— Что? Он был убит?
— Конечно. — С раздражающе довольной улыбкой миссис Белфлауэр энергично размешивала пудинг.
— Но они точно не поженились с леди Лидди и не родили детей?
— Совершенно точно, и она так ни за кого и не вышла, потому что помешалась от горя, бедняжка.
— А кто был его убийца?
— Этого никто не знает. Но верно одно: этот старик и в наши дни показывается окрест Хафема. Одет в черное, лицо — как сама смерть. Люди поговаривают, будто это Старый Ник собственной персоной. А послушать других, так это убитый старик-отец. Находятся и такие, кто говорит, что это Джемми: он, мол, потерял душу и не может покинуть этот свет. Так ли, иначе ли, но с тех пор, как на Мампси свалилось проклятье, канцлерский суд, им ни в чем не везло, вот почему большой дом опустел, земли превращаются в болото, стены разваливаются, на фермах нет арендаторов.
Пока она говорила, я вздрогнул, вспомнив старика, который так напугал мою матушку.
— Ну да все это уже быльем поросло. Не дадите ли мне вот то блюдо?
Протягивая ей блюдо, я подумал о том, что на карете старика имелось изображение краба и пяти роз, а следовательно, он, должно быть, Момпессон. Но нет, это была глупая мысль, ведь он не был привидением, а кроме того, я сомневался в правдивости большей части этой истории — особенно того, что Джон был убит, не оставив потомков. Я не сомневался, что сам являюсь потомком Хаффамов.
Когда мы в тот день отправились со Сьюки на прогулку, погода нам благоприятствовала, за исключением разве что ветра: землю подморозило и слегка обсыпало снегом, отвердевшие колеи на Хай-стрит звенели у нас под ногами. Мы решили отправиться по тропе к Овер-Ли, но прежде Сьюки хотела заглянуть к своей матери, а для этого нужно было пройти через деревню, а потом вернуться.
Она дрожала под своим тонким красным плащом.
— Ленивый этот восточный ветер: не облетает тебя, а забирается внутрь.
— Дурочка, нужно теплее одеваться, — заметил я.
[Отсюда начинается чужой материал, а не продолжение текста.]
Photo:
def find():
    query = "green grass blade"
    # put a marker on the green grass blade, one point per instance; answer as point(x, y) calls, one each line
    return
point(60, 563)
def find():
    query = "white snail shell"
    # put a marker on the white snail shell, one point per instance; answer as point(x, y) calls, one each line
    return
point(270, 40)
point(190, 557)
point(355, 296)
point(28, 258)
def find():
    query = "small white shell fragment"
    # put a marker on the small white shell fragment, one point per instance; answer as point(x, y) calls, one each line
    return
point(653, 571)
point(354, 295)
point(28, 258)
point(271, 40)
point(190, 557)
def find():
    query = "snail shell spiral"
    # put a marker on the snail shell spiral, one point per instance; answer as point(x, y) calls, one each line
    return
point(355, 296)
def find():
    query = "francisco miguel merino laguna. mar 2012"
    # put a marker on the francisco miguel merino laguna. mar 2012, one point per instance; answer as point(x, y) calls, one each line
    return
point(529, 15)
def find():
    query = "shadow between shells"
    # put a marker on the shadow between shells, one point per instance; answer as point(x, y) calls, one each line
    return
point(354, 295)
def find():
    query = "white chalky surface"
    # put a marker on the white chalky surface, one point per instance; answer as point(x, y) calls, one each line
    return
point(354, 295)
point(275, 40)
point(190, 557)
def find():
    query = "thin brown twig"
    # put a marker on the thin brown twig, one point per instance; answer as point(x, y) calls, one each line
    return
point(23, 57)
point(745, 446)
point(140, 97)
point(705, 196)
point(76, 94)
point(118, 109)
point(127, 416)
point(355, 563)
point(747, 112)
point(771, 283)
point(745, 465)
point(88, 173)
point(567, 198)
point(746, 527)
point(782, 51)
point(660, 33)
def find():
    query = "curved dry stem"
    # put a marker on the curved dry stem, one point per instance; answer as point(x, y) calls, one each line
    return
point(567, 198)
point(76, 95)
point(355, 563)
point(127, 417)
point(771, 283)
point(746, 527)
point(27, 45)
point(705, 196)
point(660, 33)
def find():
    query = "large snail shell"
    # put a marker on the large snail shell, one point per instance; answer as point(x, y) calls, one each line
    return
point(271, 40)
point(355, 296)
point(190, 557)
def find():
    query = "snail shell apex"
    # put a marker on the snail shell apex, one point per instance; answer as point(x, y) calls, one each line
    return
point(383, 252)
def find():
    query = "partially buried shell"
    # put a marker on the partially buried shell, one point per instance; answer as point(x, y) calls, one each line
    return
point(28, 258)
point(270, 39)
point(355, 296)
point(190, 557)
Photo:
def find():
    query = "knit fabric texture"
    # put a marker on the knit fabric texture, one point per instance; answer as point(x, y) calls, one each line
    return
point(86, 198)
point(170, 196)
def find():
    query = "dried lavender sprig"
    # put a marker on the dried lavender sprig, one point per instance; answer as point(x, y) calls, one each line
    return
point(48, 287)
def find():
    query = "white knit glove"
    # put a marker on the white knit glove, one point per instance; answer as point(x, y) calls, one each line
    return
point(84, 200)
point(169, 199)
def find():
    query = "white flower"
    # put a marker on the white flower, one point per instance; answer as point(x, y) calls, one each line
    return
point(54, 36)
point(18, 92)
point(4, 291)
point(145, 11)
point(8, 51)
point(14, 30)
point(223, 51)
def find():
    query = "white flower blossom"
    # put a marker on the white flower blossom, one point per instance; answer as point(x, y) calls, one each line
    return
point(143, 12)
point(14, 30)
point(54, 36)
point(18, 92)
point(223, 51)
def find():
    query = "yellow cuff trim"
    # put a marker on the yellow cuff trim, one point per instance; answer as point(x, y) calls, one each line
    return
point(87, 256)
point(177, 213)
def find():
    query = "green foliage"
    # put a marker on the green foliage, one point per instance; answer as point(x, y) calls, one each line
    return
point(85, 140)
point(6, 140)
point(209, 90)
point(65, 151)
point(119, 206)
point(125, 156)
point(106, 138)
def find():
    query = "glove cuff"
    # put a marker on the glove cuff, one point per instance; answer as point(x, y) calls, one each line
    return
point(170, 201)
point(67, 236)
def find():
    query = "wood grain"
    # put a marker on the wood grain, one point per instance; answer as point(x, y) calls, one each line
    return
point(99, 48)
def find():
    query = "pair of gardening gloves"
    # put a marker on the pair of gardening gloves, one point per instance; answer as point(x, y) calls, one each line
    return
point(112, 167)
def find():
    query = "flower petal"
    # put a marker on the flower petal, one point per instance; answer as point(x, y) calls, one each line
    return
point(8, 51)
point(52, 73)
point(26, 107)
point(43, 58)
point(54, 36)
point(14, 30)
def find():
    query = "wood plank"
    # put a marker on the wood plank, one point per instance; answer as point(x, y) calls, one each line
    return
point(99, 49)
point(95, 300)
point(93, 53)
В теплом верхнем сюртуке из мериносовой шерсти я не боялся замерзнуть, а кроме того, знал, что, когда вернусь, миссис Белфлауэр подаст мне с пылу с жару пряный кекс с коринкой и изюмом и дюжину рождественских пирожков. Праздник был уже не за горами, и на дверях многих домиков красовались ветви остролиста и падуба, а в окнах — высокие восковые свечи, пока что не зажженные.
На подходе к церкви Сьюки сказала:
— Перейдем-ка на ту сторону, мастер Джонни, не нравится мне в это время года ходить мимо кладбища.
— Почему? — спросил я.
— А вы разве не знаете, что за день сегодня? — Сьюки обратила ко мне тревожно округлившиеся глаза. — Канун святого Фомы!